洋服の見せ収納のほか、雑貨のディスプレイも素敵ですね。自分なりのルールはあるんでしょうか。

雑貨もつい集めてしまうのですが、ごちゃごちゃ見えないように規則性を持たせるようにしています。例えば、ソファの隣に置いているラックはディスプレイコーナーにしていますが、同じ種類でまとめておくことで、雑多な印象にならないように。上段は、ビームスの〈fennica〉で買った藍で色付けされたこけしだったり、クラフト感のある民芸品が中心。下段にはお気に入りのマグや器など焼きものを集めたり、テイストを合わせて飾ることでまとまりが出るかなと思っています。中段には、コーヒータイムの必需品である〈カリタ〉のミルと〈月兎印〉のポットを置いていますが、ここが一番取り出しやすいので定位置にしています。ディスプレイとして飾ることもあるので、生活用品も見た目のいいものを選ぶことが多いですね。

そういったディスプレイの作り方は販売員時代の経験が活かされているんですか?

そうですね、ショップに立っていたときはVMD(※)のお手伝いもさせてもらっていたので、そのとき経験したことを思い出したりしますね。ネイティブっぽい柄のファブリックはアクセントになるので、マグの下に敷いたり、ソファにさり気なくかけていたり、部屋の所々に使っています。棚の横にはかなり大きいスーツケースが2つありますが(笑)、出張や海外旅行のときに活躍しています。旅先で見聞きしたものはすごく刺激になりますね。なるべくいろんなものを見て吸収しようと思っています。今まで行った国の中では、アメリカが好きで、イタリア、あとはロンドンもすごく楽しかったですね。海外のホテルやカフェに漂う空気感は、落ち着いていて好きな雰囲気。その“落ち着き”を自宅にも取り入れられるように、試行錯誤しています。
※ビジュアルマーチャンダイジングの略。お店やブランドの価値を視覚的に伝えるマーケティング活動

自分の直感で買い物することで
お気に入りに囲まれた生活が実現する

よく足を運ぶような好きなショップはありますか?

青山の〈CIBONE〉や木場にある〈CASICA〉、〈fennica〉も好きですね。福岡にある〈LIGHT YEARS〉というお店は、ラフィアやインディゴを使ったアイテムが並んでいたり、グラス類も豊富で自分好みのものが揃っているので、福岡に行ったときには足を運ぶようにしています。あとは、フリマやリサイクルショップ、旅先で買うことも。グリーンの高さだったり、ファブリックの大きさなどサイズ感も大事だったりするので、ネットはあまり使わず実際見て買うのが基本です。
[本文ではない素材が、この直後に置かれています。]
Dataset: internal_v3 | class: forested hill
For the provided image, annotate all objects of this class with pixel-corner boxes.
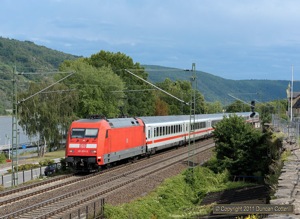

大きな家具に比べて、インテリア雑貨は存在感のあるものが目立ちます。雑貨やグリーンなどの購入の決め手は?

お店で見て「いいな」と思ったら、買っちゃいますね! 直感で選ぶことが多いのかも。窓の近くに飾っているグリーンは、広島に本店のある〈叢〉で買ったもの。ユニークな観葉植物が多くて、一番背の高いサボテンは切った先に花を植えつけしてあるもので、見た目の存在感に惹かれ購入しました。お店の方と話すと手入れの方法も教えてくれるので、そういった会話も楽しいですね。

旅先ではどんなものを購入されるんですか?

マストで買うのが現地のマグネット(笑)。自分でももちろん買いますが、僕がマグネットを集めているのを知っている友人がお土産で買ってきてくれたりもします。冷蔵庫に貼っていますが、並び替えたりバランスを見ながら貼るのも楽しいんです(笑)。壁に貼っているファブリックは、国内旅行に行った際に買ったもの。本当はソファまわりで使おうと思ったのですが、サイズ的に合わず、壁掛け用にシフトしました。ウッドフレームに入っている写真は僕が海外で撮ったものです。サイズ違いのウッドフレームをいくつかまとめて壁掛けにしているのは、海外のホテルやカフェでディスプレイされているものにインスピレーションを受け、飾ってみました。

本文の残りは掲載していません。